Um discurso é uma forma de ação, como tão bem conceituou Maingueneau, apoiado na tradição francesa vinda de Michel Pêcheux, nos anos 1960. Dessa perspectiva, um enunciado é assumido por um sujeito que toma uma atitude, num dado contexto, à medida que uma enunciação é o que legitima o quadro, vitalizando a cena discursiva. Formações discursivas em torno do aborto podem tanto expressar a defesa legítima de argumentos quanto apenas servirem ao propósito de uma encenação com finalidade eleitoreira. A ação persuasiva de uns sobre outros mais endossa a imagem pública de um candidato que propriamente promova avanços no que esta importante luta social tanto almeja e necessita. O uso da linguagem com finalidade persuasiva em torno de problemas que ao menos ensaiem demandas ao imaginário popular não é, afinal, privilégio da questão do aborto, claro.

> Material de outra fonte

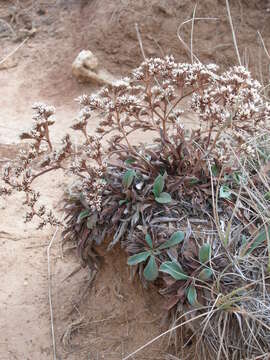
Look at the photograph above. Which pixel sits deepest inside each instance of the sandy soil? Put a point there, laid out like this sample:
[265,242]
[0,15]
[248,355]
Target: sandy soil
[115,316]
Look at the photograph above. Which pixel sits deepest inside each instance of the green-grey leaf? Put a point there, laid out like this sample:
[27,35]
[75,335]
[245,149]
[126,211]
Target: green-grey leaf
[192,295]
[123,201]
[205,253]
[137,258]
[91,221]
[174,269]
[225,192]
[205,274]
[151,270]
[130,161]
[149,240]
[158,185]
[128,178]
[163,198]
[84,214]
[214,170]
[175,239]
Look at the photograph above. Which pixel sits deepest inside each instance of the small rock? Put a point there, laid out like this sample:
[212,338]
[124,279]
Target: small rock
[86,69]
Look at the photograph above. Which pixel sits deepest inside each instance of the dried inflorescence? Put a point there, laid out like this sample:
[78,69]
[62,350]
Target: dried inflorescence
[145,196]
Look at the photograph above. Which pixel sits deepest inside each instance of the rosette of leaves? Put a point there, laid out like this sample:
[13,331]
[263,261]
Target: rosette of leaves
[151,254]
[184,287]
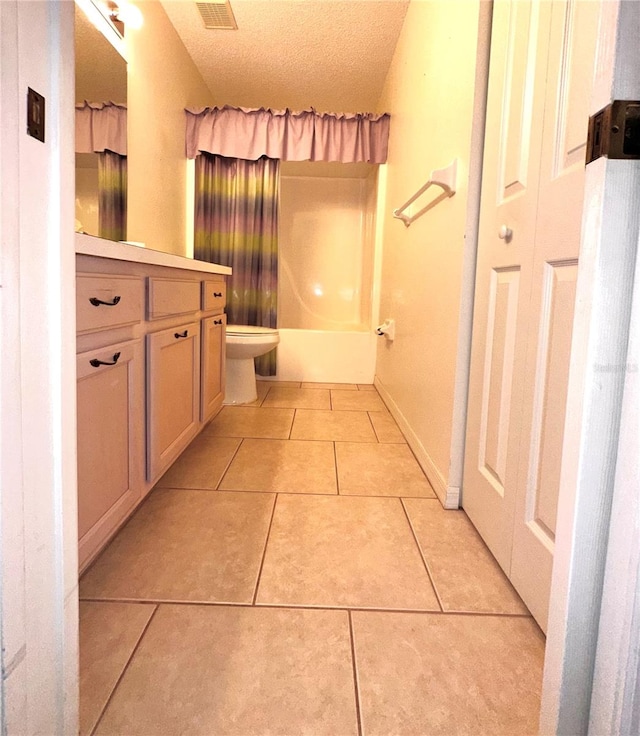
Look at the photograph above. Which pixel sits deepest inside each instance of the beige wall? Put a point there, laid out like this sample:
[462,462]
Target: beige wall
[162,81]
[429,92]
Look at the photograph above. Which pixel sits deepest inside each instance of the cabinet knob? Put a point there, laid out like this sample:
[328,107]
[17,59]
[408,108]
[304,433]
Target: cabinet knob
[97,302]
[97,363]
[505,233]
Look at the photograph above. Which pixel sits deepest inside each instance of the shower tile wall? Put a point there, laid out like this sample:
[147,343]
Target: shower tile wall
[325,253]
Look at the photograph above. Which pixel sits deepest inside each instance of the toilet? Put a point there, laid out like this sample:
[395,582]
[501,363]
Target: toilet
[244,343]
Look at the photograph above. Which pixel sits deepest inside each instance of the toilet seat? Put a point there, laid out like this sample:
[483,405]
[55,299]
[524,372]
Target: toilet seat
[249,331]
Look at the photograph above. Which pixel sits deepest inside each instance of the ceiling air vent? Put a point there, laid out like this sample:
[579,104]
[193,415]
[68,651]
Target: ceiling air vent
[217,14]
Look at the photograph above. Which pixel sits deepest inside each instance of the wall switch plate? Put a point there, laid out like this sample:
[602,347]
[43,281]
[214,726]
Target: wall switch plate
[35,114]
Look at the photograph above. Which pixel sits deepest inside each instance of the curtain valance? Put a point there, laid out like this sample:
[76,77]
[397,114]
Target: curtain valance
[238,132]
[101,126]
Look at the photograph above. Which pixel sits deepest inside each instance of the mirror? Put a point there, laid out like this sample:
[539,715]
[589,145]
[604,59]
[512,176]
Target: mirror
[101,79]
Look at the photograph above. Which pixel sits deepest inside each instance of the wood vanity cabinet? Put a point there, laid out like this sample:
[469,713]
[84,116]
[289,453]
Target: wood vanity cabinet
[213,366]
[150,375]
[173,394]
[110,440]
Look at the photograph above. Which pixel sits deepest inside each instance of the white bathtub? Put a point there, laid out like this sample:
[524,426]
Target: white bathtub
[325,356]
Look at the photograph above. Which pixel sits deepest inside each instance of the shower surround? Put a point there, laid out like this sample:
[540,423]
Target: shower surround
[327,301]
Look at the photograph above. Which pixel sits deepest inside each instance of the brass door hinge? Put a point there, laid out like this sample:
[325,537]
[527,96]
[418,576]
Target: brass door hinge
[614,131]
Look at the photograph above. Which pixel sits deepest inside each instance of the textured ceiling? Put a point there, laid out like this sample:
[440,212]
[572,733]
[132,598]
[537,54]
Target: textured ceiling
[329,54]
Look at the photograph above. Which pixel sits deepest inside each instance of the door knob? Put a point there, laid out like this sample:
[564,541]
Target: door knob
[505,233]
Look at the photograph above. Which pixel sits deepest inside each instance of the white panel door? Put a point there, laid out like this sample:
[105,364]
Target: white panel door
[572,44]
[524,370]
[504,267]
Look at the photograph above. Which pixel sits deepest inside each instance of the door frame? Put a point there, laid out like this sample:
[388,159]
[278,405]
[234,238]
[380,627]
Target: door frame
[585,634]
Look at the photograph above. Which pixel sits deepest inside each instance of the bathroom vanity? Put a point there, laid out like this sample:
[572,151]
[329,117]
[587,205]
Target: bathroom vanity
[150,372]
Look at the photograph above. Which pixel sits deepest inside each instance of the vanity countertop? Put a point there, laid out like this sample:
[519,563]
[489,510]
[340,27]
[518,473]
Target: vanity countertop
[88,245]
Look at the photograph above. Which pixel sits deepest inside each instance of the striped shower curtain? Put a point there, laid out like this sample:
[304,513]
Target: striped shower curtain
[236,224]
[112,195]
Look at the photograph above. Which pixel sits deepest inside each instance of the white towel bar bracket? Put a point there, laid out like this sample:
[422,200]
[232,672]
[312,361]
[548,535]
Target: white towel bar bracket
[445,178]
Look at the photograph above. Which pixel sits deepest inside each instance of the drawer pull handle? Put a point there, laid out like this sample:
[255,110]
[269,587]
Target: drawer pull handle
[97,363]
[97,302]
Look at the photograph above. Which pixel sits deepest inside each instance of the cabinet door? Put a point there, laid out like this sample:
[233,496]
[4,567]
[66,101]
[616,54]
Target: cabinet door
[173,394]
[110,441]
[213,357]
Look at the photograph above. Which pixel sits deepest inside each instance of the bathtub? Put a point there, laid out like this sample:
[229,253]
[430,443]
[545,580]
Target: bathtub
[326,356]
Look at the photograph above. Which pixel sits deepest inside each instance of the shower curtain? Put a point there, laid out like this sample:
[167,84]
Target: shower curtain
[112,196]
[236,224]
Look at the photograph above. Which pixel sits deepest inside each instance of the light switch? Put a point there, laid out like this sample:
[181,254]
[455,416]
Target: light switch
[35,114]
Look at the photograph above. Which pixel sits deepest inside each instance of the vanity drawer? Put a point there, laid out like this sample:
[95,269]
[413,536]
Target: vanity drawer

Usos semelhantes foram feitos antes do período da jovem democracia brasileira. A geopolítica de Golbery do Couto e Silva, general da Escola Superior de Guerra (ESG) nos anos 1950, no Brasil, continha uma retórica do programa nuclear, a qual serviu ao mesmo artifício para a imagem do governo. Durante a ditadura militar, uma disputa discursiva sempre esteve travada entre o privatismo e o estatismo, com características bastante semelhantes do uso da linguagem (como as telecomunicações, desde os anos 1960 ou a tecnologia 5G no Brasil contemporâneo).
Em 1974, houve uma grande crise internacional do petróleo e obras como rodovias cortando a Amazônia e hidrelétricas contribuíram muito para o endividamento do país e serviram a este pano de fundo dos discursos na política. A Petrobras e a Amazônia, como a transposição do Rio São Francisco, seguem como elementos retóricos políticos até hoje, o que não é nenhuma coincidência. Naquele contexto, do Brasil militarizado não pelo voto, retóricas foram usadas com semelhantes propósitos. A indústria naval e as ferrovias, que também contribuíram para nossa dívida externa crescer vertiginosamente, eram objetos de persuasão das massas no imaginário pelo que deveriam construir de ideia sobre o país e o governo.
A estratégia é antiga, herança de uma cultura clássica da política desde os gregos. Seus usos surpreenderiam se olhados mais de perto, hoje, os contextos da política russa, as ações em governos como da Polônia e da Hungria ou as muitas formas de dominação da opinião pública sobre as massas, mundo afora. Em tornos desses discursos, só não cabe a ingenuidade causada pela impressão de que sejam o que nunca o são, a não ser pelo que querem que pensemos deles.
*Geder Parzianello é professor de jornalismo na Universidade Federal do Pampa (UNIPAMPA).